Die Türkis Rosa Lila Villa ist ein österreichisches Lesben-, Schwulen- und Trans-Zentrum an der Linken Wienzeile im 6. Wiener Gemeindebezirk (Mariahilf). Sie ist als Beratungs- und Veranstaltungsort, Gastronomie sowie als Wohnprojekt konzipiert.
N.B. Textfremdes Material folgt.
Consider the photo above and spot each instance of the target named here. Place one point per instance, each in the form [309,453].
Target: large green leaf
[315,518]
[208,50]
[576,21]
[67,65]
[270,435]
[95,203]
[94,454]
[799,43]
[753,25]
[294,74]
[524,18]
Die Türkis Rosa Lila Villa an der Linken Wienzeile

Geschichte

Die Initiative zur Gründung der „Villa“, wie sie verkürzend genannt wird, wurzelt in der Hausbesetzerszene der späten 1970- und 80er-Jahre und in der frühen Lesben- und Schwulenbewegung. Im Zuge anderer Hausbesetzungen in der Gassergasse und der Ägidigasse wurde 1982 das damals zum Abriss vorgesehene Haus an der Linken Wienzeile besetzt. Nach längeren Verhandlungen mit der Gemeinde Wien als Eigentümerin und der Vizebürgermeisterin Gertrude Fröhlich-Sandner, die sich für das Projekt einsetzte, wurde schließlich 1984 zwischen den als Verein „Rosa Lila Tip“ organisierten Aktivisten und der Stadt ein Vertrag zur „Instandbesetzung“, also zur Selbstverwaltung und Belebung des Objekts, auf 30 Jahre geschlossen[1]; dies obwohl die damals geltende Gesetzeslage die „Werbung für Unzucht mit Personen des gleichen Geschlechts“ (§ 220 öStGB) sowie „Verbindungen zur Begünstigung gleichgeschlechtlicher Unzucht“ (§ 221 öStGB) unter Strafe stellte.[2]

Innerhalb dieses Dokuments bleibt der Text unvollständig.